Rabu 31 Jan 2018 10:33 WIB

Palestina Tolak Pembicaraan Apa Pun dengan AS

Pembicaraan baru bisa dilakukan jika AS menarik keputusannya mengakui Yerusalem

Rep: Kamran Dikarma/ Red: Esthi Maharani
Saeb Erekat
Foto: AP
Saeb Erekat

REPUBLIKA.CO.ID, RAMALLAH -- Sekretaris Jenderal Orgnasasi Pembebasan Palestina (PLO) Saeb Erekat mengatakan Palestina tidak akan lagi melakukan pembicaraan apa pun dengan Amerika Serikat (AS). Pembicaraan baru bisa dan akan dilakukan jika AS menarik keputusannya mengakui Yerusalem sebagai ibu kota Israel.
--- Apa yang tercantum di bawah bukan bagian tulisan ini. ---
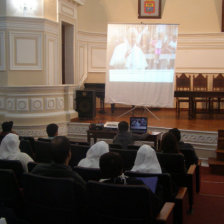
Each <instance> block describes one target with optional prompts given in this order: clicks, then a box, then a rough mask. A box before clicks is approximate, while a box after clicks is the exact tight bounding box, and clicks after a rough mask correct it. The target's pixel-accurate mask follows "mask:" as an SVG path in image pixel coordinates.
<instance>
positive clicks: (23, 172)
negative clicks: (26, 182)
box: [0, 159, 24, 186]
mask: <svg viewBox="0 0 224 224" xmlns="http://www.w3.org/2000/svg"><path fill="white" fill-rule="evenodd" d="M0 169H10V170H12V171H14V173H15V176H16V179H17V181H18V183H19V185H20V186H21V179H22V175H23V173H24V169H23V166H22V163H21V162H20V161H19V160H7V159H0Z"/></svg>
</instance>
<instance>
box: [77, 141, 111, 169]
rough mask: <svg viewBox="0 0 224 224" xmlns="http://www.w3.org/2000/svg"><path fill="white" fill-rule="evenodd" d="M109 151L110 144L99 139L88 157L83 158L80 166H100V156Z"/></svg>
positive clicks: (95, 144)
mask: <svg viewBox="0 0 224 224" xmlns="http://www.w3.org/2000/svg"><path fill="white" fill-rule="evenodd" d="M107 152H109V145H108V144H107V143H106V142H104V141H99V142H97V143H95V144H94V145H92V146H91V147H90V149H89V150H88V152H87V154H86V158H84V159H82V160H81V161H80V162H79V163H78V166H81V167H89V168H100V167H99V160H100V156H102V155H103V154H104V153H107Z"/></svg>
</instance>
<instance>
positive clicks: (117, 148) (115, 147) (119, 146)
mask: <svg viewBox="0 0 224 224" xmlns="http://www.w3.org/2000/svg"><path fill="white" fill-rule="evenodd" d="M109 148H113V149H122V145H120V144H113V143H111V144H109Z"/></svg>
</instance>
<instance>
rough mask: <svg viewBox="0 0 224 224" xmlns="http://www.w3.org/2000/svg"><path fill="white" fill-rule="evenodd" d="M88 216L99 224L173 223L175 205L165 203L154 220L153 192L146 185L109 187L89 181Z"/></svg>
mask: <svg viewBox="0 0 224 224" xmlns="http://www.w3.org/2000/svg"><path fill="white" fill-rule="evenodd" d="M87 194H88V212H89V214H88V216H89V217H90V219H91V221H92V222H94V223H98V224H104V223H110V224H147V223H167V224H168V223H169V224H171V223H173V208H174V203H172V202H166V203H165V204H164V206H163V207H162V209H161V210H160V213H159V214H158V215H157V217H155V219H156V220H155V222H153V221H154V217H153V216H152V206H153V204H152V200H151V196H150V195H151V194H150V190H149V189H148V188H147V187H146V186H143V185H120V184H108V183H101V182H97V181H88V183H87Z"/></svg>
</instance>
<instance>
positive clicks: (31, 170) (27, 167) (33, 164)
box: [27, 162, 38, 172]
mask: <svg viewBox="0 0 224 224" xmlns="http://www.w3.org/2000/svg"><path fill="white" fill-rule="evenodd" d="M37 164H38V163H36V162H28V164H27V168H28V172H31V171H32V169H33V168H34V167H35V166H36V165H37Z"/></svg>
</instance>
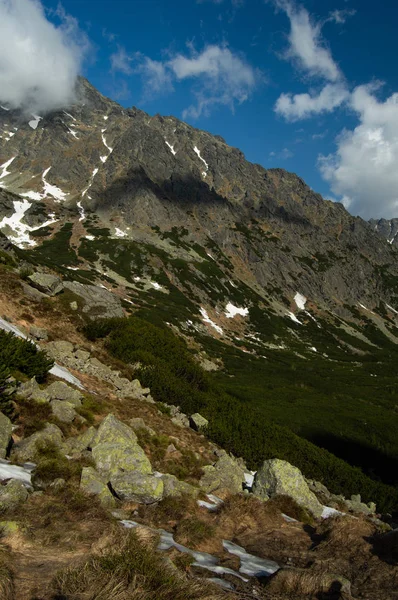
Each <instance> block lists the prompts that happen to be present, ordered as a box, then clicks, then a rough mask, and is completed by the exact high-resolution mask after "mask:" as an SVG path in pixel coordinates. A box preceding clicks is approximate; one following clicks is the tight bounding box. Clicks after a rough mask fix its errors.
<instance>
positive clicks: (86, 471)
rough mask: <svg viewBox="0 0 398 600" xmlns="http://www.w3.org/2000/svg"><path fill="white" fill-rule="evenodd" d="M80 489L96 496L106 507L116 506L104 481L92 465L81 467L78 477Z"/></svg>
mask: <svg viewBox="0 0 398 600" xmlns="http://www.w3.org/2000/svg"><path fill="white" fill-rule="evenodd" d="M80 489H81V490H83V491H84V492H86V493H87V494H90V495H93V496H97V497H98V499H99V501H100V503H101V504H102V506H104V507H106V508H114V507H115V506H116V500H115V498H114V497H113V495H112V493H111V491H110V489H109V488H108V486H107V485H106V482H105V481H104V480H103V479H102V477H101V475H100V474H99V473H97V471H96V470H95V469H93V468H92V467H83V469H82V474H81V478H80Z"/></svg>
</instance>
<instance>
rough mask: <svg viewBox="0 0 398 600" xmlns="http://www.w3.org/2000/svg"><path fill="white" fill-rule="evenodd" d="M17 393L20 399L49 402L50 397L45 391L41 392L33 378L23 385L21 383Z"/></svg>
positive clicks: (38, 386)
mask: <svg viewBox="0 0 398 600" xmlns="http://www.w3.org/2000/svg"><path fill="white" fill-rule="evenodd" d="M17 392H18V396H21V398H28V399H29V400H34V401H35V402H40V403H41V402H43V403H47V402H50V395H49V394H48V393H47V390H46V389H43V390H42V389H41V388H40V386H39V384H38V383H37V381H36V379H35V378H34V377H32V379H30V380H29V381H26V382H25V383H21V384H20V386H19V388H18V390H17Z"/></svg>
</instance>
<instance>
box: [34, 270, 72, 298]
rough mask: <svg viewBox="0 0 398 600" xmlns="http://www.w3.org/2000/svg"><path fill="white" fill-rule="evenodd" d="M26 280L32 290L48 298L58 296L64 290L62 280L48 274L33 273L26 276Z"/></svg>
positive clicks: (50, 274)
mask: <svg viewBox="0 0 398 600" xmlns="http://www.w3.org/2000/svg"><path fill="white" fill-rule="evenodd" d="M28 280H29V283H30V284H31V285H32V286H33V287H34V288H36V289H37V290H39V292H42V293H43V294H47V295H48V296H55V295H56V294H60V293H61V292H62V290H63V289H64V286H63V284H62V280H61V279H60V278H59V277H57V276H56V275H51V274H49V273H33V275H29V276H28Z"/></svg>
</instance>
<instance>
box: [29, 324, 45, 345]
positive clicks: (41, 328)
mask: <svg viewBox="0 0 398 600" xmlns="http://www.w3.org/2000/svg"><path fill="white" fill-rule="evenodd" d="M29 333H30V335H31V336H32V337H34V338H35V339H36V340H42V341H44V342H46V341H47V340H48V331H47V329H44V328H43V327H35V326H34V325H32V327H31V328H30V329H29Z"/></svg>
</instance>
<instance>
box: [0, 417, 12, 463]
mask: <svg viewBox="0 0 398 600" xmlns="http://www.w3.org/2000/svg"><path fill="white" fill-rule="evenodd" d="M11 435H12V424H11V421H10V419H9V418H8V417H6V415H3V413H1V412H0V458H5V457H6V454H7V450H8V446H9V444H10V441H11Z"/></svg>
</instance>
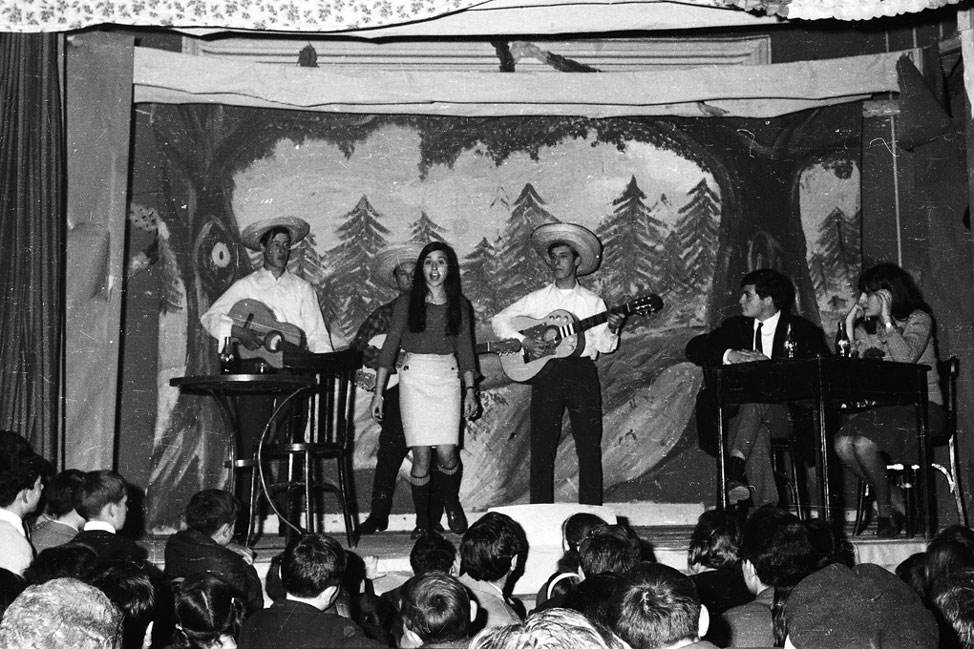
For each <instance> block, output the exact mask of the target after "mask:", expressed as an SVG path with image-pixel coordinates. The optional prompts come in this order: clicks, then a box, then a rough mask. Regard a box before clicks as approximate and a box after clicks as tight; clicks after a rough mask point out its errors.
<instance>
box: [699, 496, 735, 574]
mask: <svg viewBox="0 0 974 649" xmlns="http://www.w3.org/2000/svg"><path fill="white" fill-rule="evenodd" d="M740 547H741V526H740V524H739V523H738V522H737V519H736V518H734V516H732V515H731V514H729V513H727V512H725V511H723V510H719V509H712V510H710V511H706V512H704V513H702V514H700V518H698V519H697V525H696V527H694V528H693V533H692V534H691V535H690V549H689V551H688V553H687V562H688V563H689V564H690V565H691V566H694V565H699V566H703V567H704V568H713V569H714V570H716V569H718V568H733V567H734V566H736V565H737V564H738V563H739V562H740V560H741V558H740V554H739V549H740Z"/></svg>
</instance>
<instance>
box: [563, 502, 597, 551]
mask: <svg viewBox="0 0 974 649" xmlns="http://www.w3.org/2000/svg"><path fill="white" fill-rule="evenodd" d="M601 525H608V523H607V522H606V521H604V520H602V519H601V518H599V517H598V516H596V515H595V514H589V513H588V512H578V513H577V514H572V515H571V516H569V517H568V518H566V519H565V522H564V523H562V525H561V538H562V549H563V550H565V551H566V552H578V546H579V544H580V543H581V542H582V541H583V540H585V537H586V536H588V535H589V533H590V532H591V531H592V530H594V529H595V528H596V527H599V526H601Z"/></svg>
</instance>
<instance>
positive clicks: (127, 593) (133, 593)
mask: <svg viewBox="0 0 974 649" xmlns="http://www.w3.org/2000/svg"><path fill="white" fill-rule="evenodd" d="M91 585H92V586H94V587H95V588H97V589H98V590H100V591H101V592H103V593H105V595H107V596H108V599H110V600H111V601H112V603H113V604H114V605H115V607H116V608H118V610H120V611H121V612H122V647H123V648H124V649H141V648H142V646H143V645H144V644H145V635H146V630H147V629H148V628H149V624H150V623H151V622H152V615H153V612H154V611H155V606H156V592H155V588H154V587H153V585H152V581H151V580H150V579H149V574H148V572H146V569H145V568H144V567H143V566H139V565H136V564H134V563H132V562H129V561H118V562H110V563H107V564H105V565H103V566H102V567H101V568H100V569H99V570H98V572H96V573H95V574H94V575H93V576H92V578H91Z"/></svg>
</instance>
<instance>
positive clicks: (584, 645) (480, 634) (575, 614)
mask: <svg viewBox="0 0 974 649" xmlns="http://www.w3.org/2000/svg"><path fill="white" fill-rule="evenodd" d="M624 646H625V645H623V644H622V642H620V641H619V640H618V639H617V638H615V637H614V636H612V635H610V636H609V637H608V639H607V638H606V637H604V636H603V635H602V633H600V632H599V630H598V629H597V628H596V627H595V625H593V624H592V623H591V622H590V621H589V620H588V619H586V617H585V616H584V615H582V614H581V613H579V612H578V611H572V610H569V609H566V608H549V609H545V610H543V611H538V612H537V613H534V614H532V615H531V616H530V617H528V619H526V620H525V621H524V622H522V623H521V624H511V625H508V626H498V627H492V628H488V629H484V630H483V631H481V632H480V633H478V634H477V636H476V637H475V638H474V639H473V640H471V642H470V647H469V649H524V648H525V647H531V648H532V649H622V647H624Z"/></svg>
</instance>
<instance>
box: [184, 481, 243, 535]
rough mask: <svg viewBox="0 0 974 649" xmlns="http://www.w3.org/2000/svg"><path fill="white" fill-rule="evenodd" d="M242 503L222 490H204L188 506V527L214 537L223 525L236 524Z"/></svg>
mask: <svg viewBox="0 0 974 649" xmlns="http://www.w3.org/2000/svg"><path fill="white" fill-rule="evenodd" d="M239 511H240V501H238V500H237V499H236V497H234V495H233V494H231V493H229V492H227V491H223V490H222V489H204V490H203V491H200V492H198V493H196V494H194V495H193V497H192V498H190V499H189V504H188V505H186V525H187V526H188V527H189V528H190V529H193V530H196V531H197V532H202V533H204V534H208V535H212V534H213V533H214V532H216V531H217V530H218V529H220V527H221V526H222V525H225V524H227V523H231V524H232V523H234V522H236V520H237V513H238V512H239Z"/></svg>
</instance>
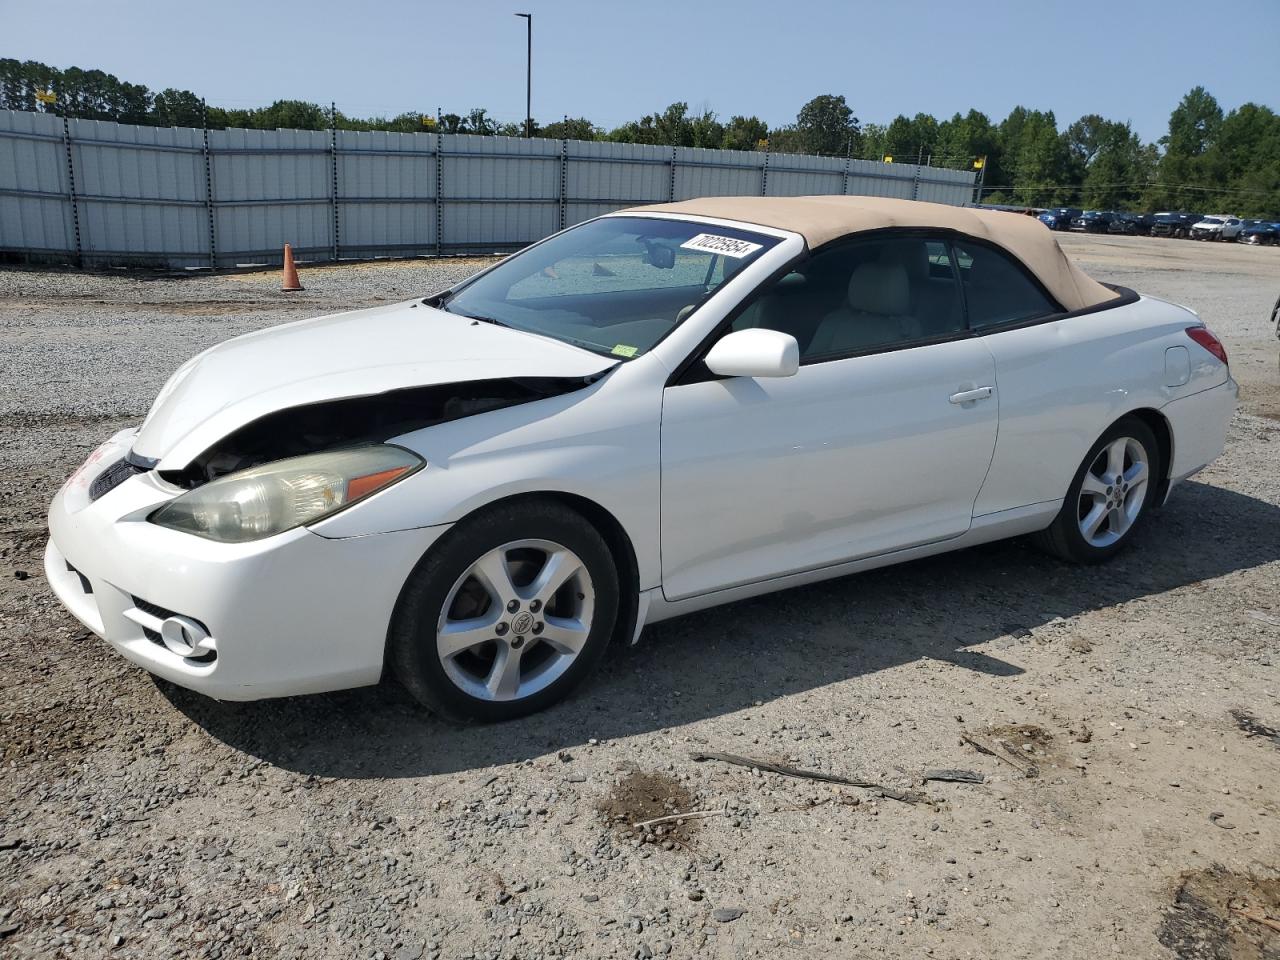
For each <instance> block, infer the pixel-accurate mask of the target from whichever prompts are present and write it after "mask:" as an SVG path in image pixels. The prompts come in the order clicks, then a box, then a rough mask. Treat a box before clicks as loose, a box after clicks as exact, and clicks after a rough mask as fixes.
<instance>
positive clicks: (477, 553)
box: [388, 500, 620, 723]
mask: <svg viewBox="0 0 1280 960" xmlns="http://www.w3.org/2000/svg"><path fill="white" fill-rule="evenodd" d="M566 576H567V579H562V577H566ZM543 580H547V584H545V585H543V586H539V585H540V582H541V581H543ZM557 584H559V586H557ZM618 593H620V588H618V573H617V567H616V566H614V562H613V556H612V554H611V552H609V548H608V545H607V544H605V541H604V539H603V538H602V536H600V534H599V532H598V531H596V530H595V527H594V526H591V525H590V524H589V522H588V521H586V520H584V518H582V517H581V515H579V513H576V512H575V511H572V509H570V508H568V507H566V506H563V504H561V503H557V502H554V500H522V502H515V503H509V504H499V506H497V507H494V508H492V509H486V511H484V512H481V513H477V515H475V516H472V517H468V518H467V520H463V521H461V522H460V524H457V526H454V527H453V529H452V530H451V531H449V532H448V534H445V536H444V538H442V539H440V541H439V543H438V544H435V545H434V547H433V548H431V550H430V552H429V553H428V554H426V557H424V558H422V561H421V562H420V563H419V564H417V567H416V568H415V570H413V572H412V573H411V575H410V577H408V580H407V581H406V584H404V588H403V590H402V591H401V596H399V602H398V603H397V604H396V613H394V616H393V618H392V627H390V634H389V637H388V662H389V664H390V668H392V671H393V672H394V675H396V678H397V680H399V682H401V684H402V685H403V686H404V687H406V689H407V690H408V692H410V694H411V695H412V696H413V698H415V699H416V700H417V701H419V703H421V704H422V705H424V707H426V708H428V709H430V710H433V712H434V713H438V714H440V716H442V717H445V718H448V719H452V721H457V722H462V723H470V722H480V723H492V722H499V721H507V719H515V718H516V717H524V716H526V714H530V713H535V712H538V710H541V709H544V708H547V707H549V705H550V704H553V703H557V701H558V700H562V699H563V698H564V696H567V695H568V694H570V692H571V691H572V690H573V687H576V686H577V685H579V684H581V682H582V680H585V678H586V676H588V675H589V673H590V672H591V671H593V669H594V668H595V666H596V664H598V663H599V660H600V658H602V657H603V655H604V650H605V648H607V646H608V643H609V636H611V635H612V634H613V627H614V621H616V620H617V616H618V599H620V596H618ZM499 598H506V599H507V602H508V604H512V605H507V604H500V603H499ZM517 631H518V632H517ZM553 635H554V640H553V639H552V637H553ZM472 640H474V641H475V643H470V641H472Z"/></svg>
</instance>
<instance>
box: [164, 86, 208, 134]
mask: <svg viewBox="0 0 1280 960" xmlns="http://www.w3.org/2000/svg"><path fill="white" fill-rule="evenodd" d="M204 122H205V105H204V104H202V102H200V97H197V96H196V95H195V93H192V92H191V91H189V90H174V88H173V87H169V88H166V90H161V91H160V92H159V93H156V95H155V100H154V101H152V105H151V123H155V124H159V125H160V127H200V125H201V124H202V123H204Z"/></svg>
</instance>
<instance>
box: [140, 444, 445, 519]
mask: <svg viewBox="0 0 1280 960" xmlns="http://www.w3.org/2000/svg"><path fill="white" fill-rule="evenodd" d="M424 462H425V461H422V458H421V457H417V456H415V454H413V453H410V452H408V451H406V449H403V448H401V447H392V445H389V444H374V445H370V447H356V448H352V449H344V451H330V452H328V453H308V454H307V456H305V457H291V458H289V460H280V461H276V462H275V463H266V465H264V466H260V467H252V468H250V470H242V471H239V472H237V474H228V475H227V476H223V477H219V479H218V480H214V481H212V483H209V484H205V485H204V486H201V488H197V489H195V490H192V492H191V493H184V494H183V495H182V497H178V498H177V499H173V500H170V502H169V503H166V504H164V506H163V507H160V509H157V511H156V512H155V513H152V515H151V516H150V517H148V520H150V521H151V522H152V524H159V525H160V526H166V527H170V529H172V530H182V531H184V532H188V534H196V535H197V536H204V538H206V539H209V540H218V541H219V543H246V541H248V540H261V539H262V538H264V536H271V535H273V534H280V532H284V531H285V530H292V529H293V527H297V526H302V525H303V524H312V522H315V521H317V520H320V518H323V517H326V516H329V515H330V513H335V512H337V511H339V509H343V508H344V507H347V506H349V504H352V503H355V502H356V500H360V499H364V498H365V497H369V495H370V494H372V493H375V492H378V490H381V489H383V488H385V486H389V485H390V484H394V483H396V481H397V480H403V479H404V477H406V476H408V475H410V474H412V472H413V471H415V470H417V468H419V467H421V466H422V465H424Z"/></svg>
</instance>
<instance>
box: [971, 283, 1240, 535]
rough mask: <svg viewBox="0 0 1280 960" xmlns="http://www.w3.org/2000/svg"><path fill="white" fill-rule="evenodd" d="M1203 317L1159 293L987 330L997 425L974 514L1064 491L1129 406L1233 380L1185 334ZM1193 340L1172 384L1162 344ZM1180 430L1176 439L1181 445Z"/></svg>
mask: <svg viewBox="0 0 1280 960" xmlns="http://www.w3.org/2000/svg"><path fill="white" fill-rule="evenodd" d="M1198 323H1199V320H1198V317H1197V316H1196V314H1193V312H1192V311H1189V310H1187V308H1185V307H1180V306H1176V305H1174V303H1167V302H1165V301H1161V300H1156V298H1153V297H1142V298H1139V300H1138V301H1137V302H1133V303H1128V305H1123V306H1117V307H1112V308H1110V310H1101V311H1097V312H1094V314H1085V315H1083V316H1073V317H1065V319H1062V320H1055V321H1052V323H1046V324H1037V325H1033V326H1025V328H1021V329H1015V330H1004V332H998V333H991V334H987V335H986V337H984V338H983V340H984V342H986V344H987V347H988V349H991V352H992V356H993V357H995V360H996V393H997V397H998V398H1000V434H998V436H997V440H996V452H995V456H993V457H992V463H991V470H989V471H988V474H987V480H986V483H984V484H983V486H982V490H980V492H979V494H978V499H977V502H975V503H974V516H983V515H987V513H995V512H998V511H1002V509H1011V508H1015V507H1023V506H1028V504H1033V503H1047V502H1050V500H1061V499H1062V498H1064V497H1065V495H1066V488H1068V486H1069V485H1070V481H1071V477H1073V476H1074V475H1075V471H1076V468H1078V467H1079V465H1080V462H1082V461H1083V460H1084V454H1085V453H1088V449H1089V447H1091V445H1092V444H1093V442H1094V440H1097V439H1098V436H1101V434H1102V431H1103V430H1106V429H1107V426H1110V425H1111V424H1114V422H1115V421H1116V420H1119V419H1120V417H1121V416H1124V415H1125V413H1128V412H1130V411H1134V410H1140V408H1152V410H1160V408H1161V407H1164V406H1166V404H1167V403H1170V402H1172V401H1175V399H1179V398H1181V397H1188V396H1190V394H1194V393H1199V392H1201V390H1206V389H1210V388H1211V387H1216V385H1220V384H1222V383H1225V381H1226V380H1228V370H1226V367H1225V366H1224V365H1222V364H1219V362H1217V361H1216V360H1215V358H1213V357H1212V356H1210V355H1208V353H1207V352H1206V351H1204V349H1203V348H1202V347H1199V346H1197V344H1196V343H1193V342H1192V340H1190V339H1189V338H1188V337H1187V334H1185V329H1187V328H1188V326H1192V325H1196V324H1198ZM1175 346H1176V347H1187V348H1188V349H1189V357H1190V371H1189V375H1188V376H1187V379H1185V383H1181V384H1178V385H1169V383H1166V380H1176V379H1181V378H1180V376H1179V378H1169V376H1166V372H1165V351H1166V349H1167V348H1169V347H1175ZM1176 440H1178V438H1176V436H1175V438H1174V442H1175V445H1176Z"/></svg>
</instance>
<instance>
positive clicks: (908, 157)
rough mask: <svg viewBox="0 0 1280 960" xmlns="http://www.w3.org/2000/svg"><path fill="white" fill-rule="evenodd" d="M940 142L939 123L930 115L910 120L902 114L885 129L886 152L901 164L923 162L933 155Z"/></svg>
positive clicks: (884, 144)
mask: <svg viewBox="0 0 1280 960" xmlns="http://www.w3.org/2000/svg"><path fill="white" fill-rule="evenodd" d="M937 140H938V122H937V120H936V119H933V118H932V116H929V115H928V114H916V115H915V116H911V118H908V116H902V115H901V114H900V115H897V116H895V118H893V120H892V122H891V123H890V124H888V127H887V128H886V129H884V152H886V154H891V155H892V156H893V159H895V160H897V161H899V163H908V161H910V163H915V160H916V159H918V157H919V160H920V161H923V160H924V159H925V157H927V156H929V155H931V154H933V150H934V146H936V145H937Z"/></svg>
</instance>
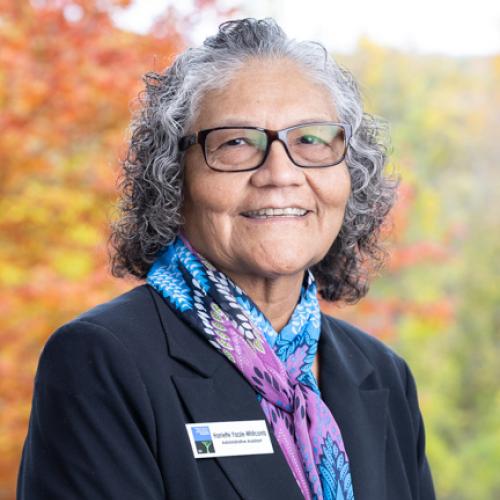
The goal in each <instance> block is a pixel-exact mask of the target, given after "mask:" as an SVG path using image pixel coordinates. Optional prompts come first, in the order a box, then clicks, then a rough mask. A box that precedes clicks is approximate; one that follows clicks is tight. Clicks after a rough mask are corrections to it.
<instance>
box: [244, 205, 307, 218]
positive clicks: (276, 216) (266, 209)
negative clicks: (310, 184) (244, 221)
mask: <svg viewBox="0 0 500 500" xmlns="http://www.w3.org/2000/svg"><path fill="white" fill-rule="evenodd" d="M309 212H311V211H310V210H306V209H305V208H297V207H286V208H260V209H259V210H249V211H247V212H241V215H243V217H247V218H249V219H269V218H272V217H305V216H306V215H307V214H308V213H309Z"/></svg>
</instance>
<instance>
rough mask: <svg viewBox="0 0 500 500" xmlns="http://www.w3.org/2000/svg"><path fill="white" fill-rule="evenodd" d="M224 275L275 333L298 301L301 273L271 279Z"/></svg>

Erekat mengungkapkan, keputusan Presiden AS Donald Trump mengakui Yerusalem sebagai ibu kota Israel tidak akan pernah bisa diterima Palestina. "Keputusan AS pada 6 Desember lalu adalah bagian dari era Amerika baru yang bergerak dari negosiasi untuk mendikte," kata tokoh yang juga merupakan juru runding utama Palestina, seperti dilaporkan laman Al Araby, Selasa (30/1).

(Baca: Masyarakat Internasional Harus Lindungi Hak Rakyat Palestina)

Pernyataan Erekat ini muncul menyusul meningkatnya ketegangan antara Otoritas Palestina dan AS. Hal ini tidak hanya karena Palestina menolak untuk kembali berunding dengan Israel, tapi juga disebabkan keputusannya memboikot kedatangan Wakil Presiden AS Mike Pence ke negara tersebut beberapa waktu lalu.

Trump mengecam keras keputusan Palestina memboikot kedatangan Pence. "Mereka tidak menghormati kami sepekan yang lalu dengan tidak membiarkan wakil presiden kami yang hebat melihat mereka," ujarnya beberapa waktu lalu.

Situasi ini pun kian diperburuk oleh keputusan AS memangkas dana bantuan sebesar lebih dari 60 juta dolar untuk badan PBB yang fokus mengurus jutaan pengungsi Palestina, yakni UNRWA. Pemangkasan dana ini dinilai merupakan upaya AS menarik kembali ke perundingan damai dengan Israel yang dimediasi olehnya.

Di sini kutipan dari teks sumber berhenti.